For in the fullness of time, the family proclivity for imaginative gestures bore fruit in the decision to start a summer-long artist in residence program, invitation only, giving a few artists the freedom to create what they would, the only requirement being the donation of one piece to the company's collection.
In 2007, New York-based artist Romeo Alaeff produced a series of prints titled "War on the Brain," gorgeously revamped Rorschach blots containing references to conflicts from William Wallace and All That to the smell of napalm in the morning in Vietnam. Another 2007 artist, and if I were not writing away from my CD of images I would say who, produced a conceptual paradox worthy of Marcel Duchamp: a sweeper's broom thrust through a standard-issue barrel, to be filled with new-make spirit and laid down for however many years, at the end of which time it would still not be considered Scotch whisky because the invading broom handle would have violated the terms within which the company's whisky is defined.

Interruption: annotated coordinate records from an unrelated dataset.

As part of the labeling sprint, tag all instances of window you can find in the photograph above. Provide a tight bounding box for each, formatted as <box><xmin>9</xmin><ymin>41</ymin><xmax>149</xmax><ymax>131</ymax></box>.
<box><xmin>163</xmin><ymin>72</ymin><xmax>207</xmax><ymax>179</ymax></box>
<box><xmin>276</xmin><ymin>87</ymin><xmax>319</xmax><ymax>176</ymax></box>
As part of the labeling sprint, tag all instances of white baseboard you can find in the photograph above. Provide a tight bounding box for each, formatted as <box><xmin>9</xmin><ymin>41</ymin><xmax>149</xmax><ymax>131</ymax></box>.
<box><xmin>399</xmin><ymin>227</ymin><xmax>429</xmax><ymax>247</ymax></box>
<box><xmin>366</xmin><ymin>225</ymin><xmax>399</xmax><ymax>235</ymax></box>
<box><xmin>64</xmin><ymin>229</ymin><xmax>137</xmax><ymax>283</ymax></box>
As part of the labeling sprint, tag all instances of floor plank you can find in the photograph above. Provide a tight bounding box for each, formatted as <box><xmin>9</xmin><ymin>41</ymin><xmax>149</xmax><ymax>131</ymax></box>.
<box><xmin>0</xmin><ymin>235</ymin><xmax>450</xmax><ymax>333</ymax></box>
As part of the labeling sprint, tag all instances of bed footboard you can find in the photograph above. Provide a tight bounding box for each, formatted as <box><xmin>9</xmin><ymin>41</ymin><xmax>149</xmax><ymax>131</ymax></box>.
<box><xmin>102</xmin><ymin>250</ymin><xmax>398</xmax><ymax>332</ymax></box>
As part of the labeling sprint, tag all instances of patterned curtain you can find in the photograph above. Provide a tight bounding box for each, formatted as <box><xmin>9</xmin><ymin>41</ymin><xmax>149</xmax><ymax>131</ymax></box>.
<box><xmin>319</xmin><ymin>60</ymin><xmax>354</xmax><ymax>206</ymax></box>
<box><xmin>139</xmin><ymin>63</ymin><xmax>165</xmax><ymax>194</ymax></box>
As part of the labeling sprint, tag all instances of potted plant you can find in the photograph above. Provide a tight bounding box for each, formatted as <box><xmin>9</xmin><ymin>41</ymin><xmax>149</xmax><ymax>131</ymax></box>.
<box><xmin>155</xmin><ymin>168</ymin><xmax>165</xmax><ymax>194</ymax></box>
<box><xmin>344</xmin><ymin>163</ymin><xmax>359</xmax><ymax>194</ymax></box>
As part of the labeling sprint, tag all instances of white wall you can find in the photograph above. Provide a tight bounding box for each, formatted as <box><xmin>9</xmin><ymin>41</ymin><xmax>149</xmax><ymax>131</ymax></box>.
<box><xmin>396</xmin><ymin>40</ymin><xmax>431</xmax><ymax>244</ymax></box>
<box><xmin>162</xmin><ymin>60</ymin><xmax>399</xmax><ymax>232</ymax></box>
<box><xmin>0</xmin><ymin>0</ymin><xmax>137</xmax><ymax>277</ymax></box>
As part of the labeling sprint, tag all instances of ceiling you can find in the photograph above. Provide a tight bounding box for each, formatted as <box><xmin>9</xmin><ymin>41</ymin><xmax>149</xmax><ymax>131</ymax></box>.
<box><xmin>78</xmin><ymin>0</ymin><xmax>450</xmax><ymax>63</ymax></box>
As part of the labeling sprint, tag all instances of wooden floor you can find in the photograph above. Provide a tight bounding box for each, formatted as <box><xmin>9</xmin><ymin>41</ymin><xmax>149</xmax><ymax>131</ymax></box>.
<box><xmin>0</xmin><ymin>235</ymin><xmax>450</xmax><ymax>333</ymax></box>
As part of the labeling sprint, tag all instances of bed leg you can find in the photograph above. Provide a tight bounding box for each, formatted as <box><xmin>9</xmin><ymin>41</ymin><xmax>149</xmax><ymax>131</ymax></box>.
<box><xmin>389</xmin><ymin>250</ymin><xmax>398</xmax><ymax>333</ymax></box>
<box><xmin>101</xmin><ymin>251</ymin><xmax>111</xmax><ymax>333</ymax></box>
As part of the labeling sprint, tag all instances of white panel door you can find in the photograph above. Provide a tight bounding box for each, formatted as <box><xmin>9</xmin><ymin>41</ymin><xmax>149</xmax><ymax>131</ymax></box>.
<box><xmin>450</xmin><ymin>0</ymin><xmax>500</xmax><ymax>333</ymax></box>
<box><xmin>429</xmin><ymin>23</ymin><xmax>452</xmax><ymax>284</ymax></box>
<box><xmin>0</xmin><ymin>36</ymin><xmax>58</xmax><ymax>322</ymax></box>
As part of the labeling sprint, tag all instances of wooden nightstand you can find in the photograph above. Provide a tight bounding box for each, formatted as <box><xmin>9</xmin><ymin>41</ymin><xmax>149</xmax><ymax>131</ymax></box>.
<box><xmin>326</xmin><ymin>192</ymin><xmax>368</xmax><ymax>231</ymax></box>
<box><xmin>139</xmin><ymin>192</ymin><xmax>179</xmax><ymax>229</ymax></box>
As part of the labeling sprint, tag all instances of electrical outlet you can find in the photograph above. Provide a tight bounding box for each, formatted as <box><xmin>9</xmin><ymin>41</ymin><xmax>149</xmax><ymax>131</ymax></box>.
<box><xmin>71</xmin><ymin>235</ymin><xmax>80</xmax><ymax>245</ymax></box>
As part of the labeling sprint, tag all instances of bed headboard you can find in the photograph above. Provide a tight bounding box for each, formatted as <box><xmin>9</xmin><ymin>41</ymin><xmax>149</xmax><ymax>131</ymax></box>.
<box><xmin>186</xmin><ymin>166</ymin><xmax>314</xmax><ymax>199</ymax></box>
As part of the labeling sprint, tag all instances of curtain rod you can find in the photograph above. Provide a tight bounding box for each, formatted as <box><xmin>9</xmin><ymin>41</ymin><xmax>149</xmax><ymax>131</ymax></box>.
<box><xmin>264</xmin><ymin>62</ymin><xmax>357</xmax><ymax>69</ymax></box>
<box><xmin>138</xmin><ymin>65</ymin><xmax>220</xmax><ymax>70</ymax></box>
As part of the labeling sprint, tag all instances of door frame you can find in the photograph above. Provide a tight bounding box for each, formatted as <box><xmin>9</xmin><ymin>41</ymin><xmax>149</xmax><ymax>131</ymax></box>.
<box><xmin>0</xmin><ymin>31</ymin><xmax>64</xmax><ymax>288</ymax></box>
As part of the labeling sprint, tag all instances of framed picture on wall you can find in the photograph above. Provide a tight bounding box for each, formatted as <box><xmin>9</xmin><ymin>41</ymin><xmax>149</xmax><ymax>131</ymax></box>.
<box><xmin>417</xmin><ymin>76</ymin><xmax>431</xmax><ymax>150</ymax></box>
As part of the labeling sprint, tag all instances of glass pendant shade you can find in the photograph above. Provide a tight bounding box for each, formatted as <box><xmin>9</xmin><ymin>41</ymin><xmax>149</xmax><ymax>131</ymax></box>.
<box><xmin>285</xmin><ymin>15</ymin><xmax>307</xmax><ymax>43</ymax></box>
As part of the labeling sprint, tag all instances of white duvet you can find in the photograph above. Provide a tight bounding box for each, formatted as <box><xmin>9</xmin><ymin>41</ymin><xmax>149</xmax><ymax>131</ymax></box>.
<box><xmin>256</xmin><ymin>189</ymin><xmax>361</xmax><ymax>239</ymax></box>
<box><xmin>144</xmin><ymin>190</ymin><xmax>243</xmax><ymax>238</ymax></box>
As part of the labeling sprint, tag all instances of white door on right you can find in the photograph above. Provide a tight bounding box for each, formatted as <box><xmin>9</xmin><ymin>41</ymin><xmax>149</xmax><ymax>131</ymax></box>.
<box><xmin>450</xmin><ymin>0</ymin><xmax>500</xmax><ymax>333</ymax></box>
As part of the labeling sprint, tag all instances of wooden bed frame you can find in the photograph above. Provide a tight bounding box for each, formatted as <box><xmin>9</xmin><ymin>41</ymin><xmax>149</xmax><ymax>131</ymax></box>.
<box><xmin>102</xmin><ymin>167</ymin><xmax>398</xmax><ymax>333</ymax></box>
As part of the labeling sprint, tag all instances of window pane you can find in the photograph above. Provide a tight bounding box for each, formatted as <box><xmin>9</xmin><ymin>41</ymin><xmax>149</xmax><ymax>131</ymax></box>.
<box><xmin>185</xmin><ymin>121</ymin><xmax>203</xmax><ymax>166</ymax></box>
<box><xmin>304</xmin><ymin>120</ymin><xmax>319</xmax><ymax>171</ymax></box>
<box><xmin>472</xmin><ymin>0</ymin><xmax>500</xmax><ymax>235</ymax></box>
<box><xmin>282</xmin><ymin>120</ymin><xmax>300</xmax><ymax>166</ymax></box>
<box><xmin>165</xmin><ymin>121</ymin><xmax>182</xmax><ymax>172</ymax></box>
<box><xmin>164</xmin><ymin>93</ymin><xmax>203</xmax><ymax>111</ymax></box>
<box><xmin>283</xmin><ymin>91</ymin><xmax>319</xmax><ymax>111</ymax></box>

That year, the workers were also creating art: the distillery's barrelmakers were having a go at energetic self-taught evocations of the years in which certain barrels then due for bottling had been laid down in the warehouse (the Berlin Wall and the logo of Windows come to mind as subjects they chose for sculpture).
Now the 2009 residency has culminated in the annual exhibitions of work made in residence, and I regret that difficulties in revising this piece have prevented me from publicizing it in any meaningful way.
The program is one of those marvelous gestures that adds its small bit to the web of world culture, and one ought to be pleased to see the money spent intelligently in this fashion.
Full disclosure requires me to remind you (remind because I've written this before) that the only paid-for-by-others press tour of my life allowed me a firsthand experience of this program, which has obviously had a lasting impact. They will never spend another U.S. dollar or Scottish pound on me, so I feel justified in providing once again this complimentary meditation, especially since it allows me to mention once more the work of Romeo Alaeff, who also will never get another U.S. or U.K. penny from Wm Grant & Sons and who could presumably use the money if someone feels inclined to look up his website and invest in one of the "War on the Brain" pieces.
And anyone within driving distance of Dufftown still has a couple of weeks to see the second exhibition in this year's series.